Biomolecular fluorescence complementation (BiFC)

Chinese hamster ovary (CHO-K1) cell lines were maintained as described previously (33). For BiFC experiments, CHO-K1 cells were seeded onto Lab-Tek 8-well plates (Nunc Nalgene, Rochester, NY, USA). Cells were transfected for 24 h with 0.15 μg of DNA using Lipofectamine (Invitrogen) according to the manufacturer's instructions, and subsequently incubated for 24 h at 30°C to facilitate correct folding of the YFP fragments. Following washing of the cells in HEPES-buffered saline solution (HBSS; 25 mM HEPES, 10 mM glucose, 146 mM NaCl, 5 mM KCl, 1 mM MgSO₄, 2 mM sodium pyruvate, and 1.3 mM CaCl₂), images of BiFC were obtained on a Zeiss LSM510 confocal microscope using a c-Apochromat ×40 1.2 NA water-immersion objective (Carl Zeiss, Oberkochen, Germany), using 514-nm excitation and a pinhole diameter of 1 Airy unit.

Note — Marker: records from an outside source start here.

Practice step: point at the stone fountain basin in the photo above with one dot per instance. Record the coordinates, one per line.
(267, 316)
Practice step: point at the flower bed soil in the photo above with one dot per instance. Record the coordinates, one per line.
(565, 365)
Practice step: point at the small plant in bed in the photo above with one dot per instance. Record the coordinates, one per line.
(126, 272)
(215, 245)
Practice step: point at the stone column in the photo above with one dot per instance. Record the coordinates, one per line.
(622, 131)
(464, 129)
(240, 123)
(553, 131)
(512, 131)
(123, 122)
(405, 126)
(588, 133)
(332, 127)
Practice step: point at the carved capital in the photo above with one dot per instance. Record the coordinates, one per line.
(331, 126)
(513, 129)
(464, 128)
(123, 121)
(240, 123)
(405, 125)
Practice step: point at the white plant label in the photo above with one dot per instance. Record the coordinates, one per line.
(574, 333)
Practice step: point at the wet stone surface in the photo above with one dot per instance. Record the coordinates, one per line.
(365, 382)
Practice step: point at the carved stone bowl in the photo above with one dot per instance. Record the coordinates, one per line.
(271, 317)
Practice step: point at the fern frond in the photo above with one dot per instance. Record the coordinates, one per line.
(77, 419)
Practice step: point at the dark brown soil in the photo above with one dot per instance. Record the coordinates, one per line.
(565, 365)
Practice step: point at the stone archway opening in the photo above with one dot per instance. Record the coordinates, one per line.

Influence of competitive ligands on ABA-X-BY630 association and dissociation at A₁-ARs and A₃-ARs

CHO-K1 cell lines stably expressing either the human A₁-AR (CHO–A₁; B_max=3350±315 fmol/mg protein; ref. 35) or the human A₃-AR (CHO–A₃; B_max=765±22 fmol/mg protein; ref. 36), respectively, were maintained in Dulbecco's modified Eagle's medium/nutrient mix F12 (DMEM-F12) containing 10% fetal calf serum (FCS) and 2 mM l-glutamine at 37°C in a humidified incubator containing 5% CO₂. When confluent, cells were harvested (0.25% trypsin) and centrifuged (1000 g for 5 min), and the resulting pellet was resuspended in DMEM-F12 containing 10% FCS and 2 mM glutamine. Prior to assaying, CHO-A₁ and CHO-A₃ cells were seeded onto 32-mm circular coverslips in DMEM-F12 containing 10% FCS and 2 mM glutamine for ≥18 h and grown to 80–100% confluence.

Live cell imaging was performed using a Zeiss LSM 510 laser scanning confocal microscope and a Zeiss Plan-Neofluar ×40 1.3 NA oil-immersion objective. A 633-nm HeNe laser was used for the excitation of ABA-X-BY630 (a BODIPY630/650 conjugate) with emission being detected using a 650-nm long-pass filter. Dissociation kinetic assays were performed according to the previously described method of infinite dilution using a temperature-controlled perfusion system (33). This method maintains a constant flow rate while exposing cells to HBSS in the absence and presence of 30 nM ABA-X-BY630 and/or competitive ligands. In each case, the temperature was maintained at 37°C, the flow rate was ≥5 ml/min, and the pinhole diameter (1 Airy unit; 1.1-μm optical slice), laser power, and gain remained constant between experiments.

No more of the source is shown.